前日の予選で48秒台を出し「全く良くなかった」と話していた福永は、それでもこの日、中盤以降徐々に伸びのある走りを見せ、「予選を加味するとここまで修正できたのは評価できる」と振り返っていました。

しかし、後半もスピードが落ちなかったアスマニは自身が持つ世界記録を更新し金メダルを獲得。
連覇を狙った福永は銀メダルとなりました。
レース後「悔しいし申し訳ない。ただ、銀メダルはだれでも取れるものではないので誇りに思いたい。パリに向けては自分の目指している動きがあるのでそこに向けて再現性をあげていきたい」とパリパラリンピックを見据えていました。

これまで日本のパラ陸上を担ってきた選手たちが数多くパリパラリンピックや今季限りでの引退を表明をしているなか、
今大会開会式では選手宣誓を務め、次世代の日本を代表する選手になりつつある福永。
「昨年世界パラ陸上に出場して、パラスポーツは見るのもやるのも楽しいと思った。少しでも興味を持ってもらえる方が増えていければ良い」と今後のパラの発展についても口にしました。

このほか、21日にも銀メダルと銅メダルでダブル表彰台に乗った兎澤朋美(25)と前川楓(26)はこの日行われた走幅跳でも表彰台。なんと4m66という全く同じ記録で競技を終了しました。
結果としては2番目に良い記録が採用され、4m61を跳んでいた兎澤が銀、前川が銅となりました。

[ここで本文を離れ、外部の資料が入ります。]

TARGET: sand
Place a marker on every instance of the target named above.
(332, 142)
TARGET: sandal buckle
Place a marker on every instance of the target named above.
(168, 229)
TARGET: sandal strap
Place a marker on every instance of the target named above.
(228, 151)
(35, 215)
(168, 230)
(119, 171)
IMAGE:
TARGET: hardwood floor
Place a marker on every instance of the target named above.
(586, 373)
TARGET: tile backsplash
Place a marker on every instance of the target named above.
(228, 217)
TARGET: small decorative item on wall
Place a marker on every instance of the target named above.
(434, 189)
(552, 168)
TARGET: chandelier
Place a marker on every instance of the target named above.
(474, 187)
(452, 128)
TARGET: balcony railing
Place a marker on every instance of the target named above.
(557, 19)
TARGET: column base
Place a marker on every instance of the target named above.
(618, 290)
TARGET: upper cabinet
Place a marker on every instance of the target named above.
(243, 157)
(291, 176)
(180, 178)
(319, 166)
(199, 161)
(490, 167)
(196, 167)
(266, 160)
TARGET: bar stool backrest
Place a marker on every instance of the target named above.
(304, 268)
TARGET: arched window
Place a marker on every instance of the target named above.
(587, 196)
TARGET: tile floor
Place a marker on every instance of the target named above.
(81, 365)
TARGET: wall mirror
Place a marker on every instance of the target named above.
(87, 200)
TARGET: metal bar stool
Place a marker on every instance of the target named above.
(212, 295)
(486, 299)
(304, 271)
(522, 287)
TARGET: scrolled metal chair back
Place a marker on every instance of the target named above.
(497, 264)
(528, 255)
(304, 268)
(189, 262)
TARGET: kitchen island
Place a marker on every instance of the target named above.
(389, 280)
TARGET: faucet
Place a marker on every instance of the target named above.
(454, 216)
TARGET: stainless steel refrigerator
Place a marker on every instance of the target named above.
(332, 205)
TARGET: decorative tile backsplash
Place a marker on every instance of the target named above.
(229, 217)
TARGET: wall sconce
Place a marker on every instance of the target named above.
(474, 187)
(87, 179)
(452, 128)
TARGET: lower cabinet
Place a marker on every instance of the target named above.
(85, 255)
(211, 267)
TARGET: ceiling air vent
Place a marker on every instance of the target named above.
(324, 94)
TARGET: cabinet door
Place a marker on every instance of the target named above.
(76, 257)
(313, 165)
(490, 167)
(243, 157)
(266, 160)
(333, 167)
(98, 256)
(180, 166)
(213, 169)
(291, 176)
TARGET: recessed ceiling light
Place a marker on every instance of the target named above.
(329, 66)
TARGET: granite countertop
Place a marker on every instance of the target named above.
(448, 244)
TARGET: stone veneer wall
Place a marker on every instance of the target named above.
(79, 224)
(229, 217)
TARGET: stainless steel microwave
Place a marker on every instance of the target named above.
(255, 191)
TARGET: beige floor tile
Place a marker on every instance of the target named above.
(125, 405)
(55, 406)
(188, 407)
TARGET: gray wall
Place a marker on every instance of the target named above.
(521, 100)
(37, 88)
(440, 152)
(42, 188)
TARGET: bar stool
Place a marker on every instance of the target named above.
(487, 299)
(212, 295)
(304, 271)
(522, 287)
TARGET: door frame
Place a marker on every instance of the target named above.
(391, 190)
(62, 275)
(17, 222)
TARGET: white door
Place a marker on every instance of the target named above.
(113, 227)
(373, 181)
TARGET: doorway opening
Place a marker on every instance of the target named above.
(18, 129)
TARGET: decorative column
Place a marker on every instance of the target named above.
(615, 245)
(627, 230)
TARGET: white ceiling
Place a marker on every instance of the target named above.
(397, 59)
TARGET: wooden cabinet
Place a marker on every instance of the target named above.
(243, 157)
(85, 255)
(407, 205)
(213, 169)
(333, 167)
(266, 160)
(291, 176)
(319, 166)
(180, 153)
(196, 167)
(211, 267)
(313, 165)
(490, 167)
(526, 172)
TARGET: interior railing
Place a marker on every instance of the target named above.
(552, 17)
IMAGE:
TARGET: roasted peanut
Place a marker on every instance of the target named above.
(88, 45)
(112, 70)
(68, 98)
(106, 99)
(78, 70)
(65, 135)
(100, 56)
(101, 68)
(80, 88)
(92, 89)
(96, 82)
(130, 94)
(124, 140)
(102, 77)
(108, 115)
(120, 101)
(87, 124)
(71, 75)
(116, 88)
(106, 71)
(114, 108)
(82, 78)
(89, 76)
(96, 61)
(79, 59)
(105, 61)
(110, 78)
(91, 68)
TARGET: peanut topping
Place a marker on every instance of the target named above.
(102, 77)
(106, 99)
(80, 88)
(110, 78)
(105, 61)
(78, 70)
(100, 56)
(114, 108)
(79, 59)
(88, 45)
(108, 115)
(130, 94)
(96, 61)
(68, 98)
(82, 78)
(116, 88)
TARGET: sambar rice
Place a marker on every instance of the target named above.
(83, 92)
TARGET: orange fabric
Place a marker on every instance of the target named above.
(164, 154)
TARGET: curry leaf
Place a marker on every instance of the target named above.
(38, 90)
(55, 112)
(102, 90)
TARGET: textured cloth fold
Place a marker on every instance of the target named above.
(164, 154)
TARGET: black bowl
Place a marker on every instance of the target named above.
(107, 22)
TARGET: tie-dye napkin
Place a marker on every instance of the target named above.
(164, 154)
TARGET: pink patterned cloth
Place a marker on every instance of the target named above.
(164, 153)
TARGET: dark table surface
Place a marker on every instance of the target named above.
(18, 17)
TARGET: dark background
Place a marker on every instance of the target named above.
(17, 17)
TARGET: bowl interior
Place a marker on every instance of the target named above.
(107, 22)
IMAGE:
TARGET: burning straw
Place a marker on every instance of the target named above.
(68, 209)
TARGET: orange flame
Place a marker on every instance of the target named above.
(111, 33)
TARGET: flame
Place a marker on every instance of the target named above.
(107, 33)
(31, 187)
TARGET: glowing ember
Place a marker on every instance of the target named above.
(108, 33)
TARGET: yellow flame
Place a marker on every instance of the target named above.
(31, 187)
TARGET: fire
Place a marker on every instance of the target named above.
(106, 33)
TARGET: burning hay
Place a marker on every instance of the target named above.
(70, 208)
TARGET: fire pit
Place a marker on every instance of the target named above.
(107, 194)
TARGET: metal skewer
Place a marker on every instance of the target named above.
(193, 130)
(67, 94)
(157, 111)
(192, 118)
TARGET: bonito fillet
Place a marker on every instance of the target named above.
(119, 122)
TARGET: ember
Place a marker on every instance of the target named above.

兎澤、前川とともに走幅跳に出場していた湯口英理菜(24)は、両足に義足をつけて試合に出ている日本代表唯一の選手です。
両足に競技用義足をつけている最中は普通に立っていることも難しいほどで、この日も選手紹介の際には隣にいたスペインの選手が支えてくれていました。
初めての世界パラ陸上となった今回、「自分と同じ障がいの方にも競技ができるということを知ってもらいたい」という思いをこめ、4m超えの自己ベスト。
「パリに向けてはまだまだ記録が足りない」としながらも、世界への第1歩を踏み出しました。

〔今大会日本勢のメダル〕※23日時点
金:0
銀:7
銅:9

※この映像にはナレーションはありません。ご了承ください。